A Convergence Analysis for A Class of Practical Variance-Reduction Stochastic Gradient MCMC
This work addresses a theoretical gap in scalable Bayesian sampling for machine learning practitioners, offering incremental improvements with validated gains.
The paper tackles the lack of theoretical analysis on minibatch size impact in stochastic gradient MCMC, proving that larger minibatches lead to faster convergence under computational constraints, and proposes a practical variance-reduction technique that shows superior performance in large-scale experiments like logistic regression and deep neural networks.

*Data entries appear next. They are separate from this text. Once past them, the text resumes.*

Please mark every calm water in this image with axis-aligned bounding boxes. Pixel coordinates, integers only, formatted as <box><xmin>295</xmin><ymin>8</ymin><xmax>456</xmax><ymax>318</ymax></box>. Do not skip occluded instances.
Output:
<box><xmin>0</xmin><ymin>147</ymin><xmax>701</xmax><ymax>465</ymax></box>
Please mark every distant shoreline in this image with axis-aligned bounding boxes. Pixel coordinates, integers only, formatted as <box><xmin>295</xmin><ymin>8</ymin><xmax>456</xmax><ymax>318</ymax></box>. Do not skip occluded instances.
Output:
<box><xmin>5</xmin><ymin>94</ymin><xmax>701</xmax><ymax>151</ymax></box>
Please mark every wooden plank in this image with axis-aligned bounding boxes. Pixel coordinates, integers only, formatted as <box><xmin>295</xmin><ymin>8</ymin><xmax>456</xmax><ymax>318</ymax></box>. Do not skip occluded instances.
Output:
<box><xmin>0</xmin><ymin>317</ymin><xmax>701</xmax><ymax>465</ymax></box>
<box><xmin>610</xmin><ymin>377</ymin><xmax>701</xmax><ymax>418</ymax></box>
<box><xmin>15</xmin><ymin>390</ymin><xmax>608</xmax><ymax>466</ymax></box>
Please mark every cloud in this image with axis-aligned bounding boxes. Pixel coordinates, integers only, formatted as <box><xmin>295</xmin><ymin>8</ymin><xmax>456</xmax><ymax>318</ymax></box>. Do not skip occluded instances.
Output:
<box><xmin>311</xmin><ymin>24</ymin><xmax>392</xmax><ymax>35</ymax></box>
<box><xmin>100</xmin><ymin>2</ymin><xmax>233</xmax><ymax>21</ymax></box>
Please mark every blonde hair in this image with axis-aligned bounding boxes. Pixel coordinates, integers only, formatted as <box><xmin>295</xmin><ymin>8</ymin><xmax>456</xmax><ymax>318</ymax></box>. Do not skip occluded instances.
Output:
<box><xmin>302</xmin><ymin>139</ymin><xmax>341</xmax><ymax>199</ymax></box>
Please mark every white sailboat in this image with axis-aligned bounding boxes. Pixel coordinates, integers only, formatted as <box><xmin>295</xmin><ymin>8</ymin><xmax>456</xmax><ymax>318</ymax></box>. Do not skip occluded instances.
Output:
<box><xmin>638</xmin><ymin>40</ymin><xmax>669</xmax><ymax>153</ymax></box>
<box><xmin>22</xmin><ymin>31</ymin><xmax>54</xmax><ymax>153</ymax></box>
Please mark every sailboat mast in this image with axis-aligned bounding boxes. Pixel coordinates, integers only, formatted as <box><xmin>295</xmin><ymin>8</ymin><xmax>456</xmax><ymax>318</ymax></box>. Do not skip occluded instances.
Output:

Stochastic gradient Markov Chain Monte Carlo (SG-MCMC) has been developed as a flexible family of scalable Bayesian sampling algorithms. However, there has been little theoretical analysis of the impact of minibatch size to the algorithm's convergence rate. In this paper, we prove that under a limited computational budget/time, a larger minibatch size leads to a faster decrease of the mean squared error bound (thus the fastest one corresponds to using full gradients), which motivates the necessity of variance reduction in SG-MCMC. Consequently, by borrowing ideas from stochastic optimization, we propose a practical variance-reduction technique for SG-MCMC, that is efficient in both computation and storage. We develop theory to prove that our algorithm induces a faster convergence rate than standard SG-MCMC. A number of large-scale experiments, ranging from Bayesian learning of logistic regression to deep neural networks, validate the theory and demonstrate the superiority of the proposed variance-reduction SG-MCMC framework.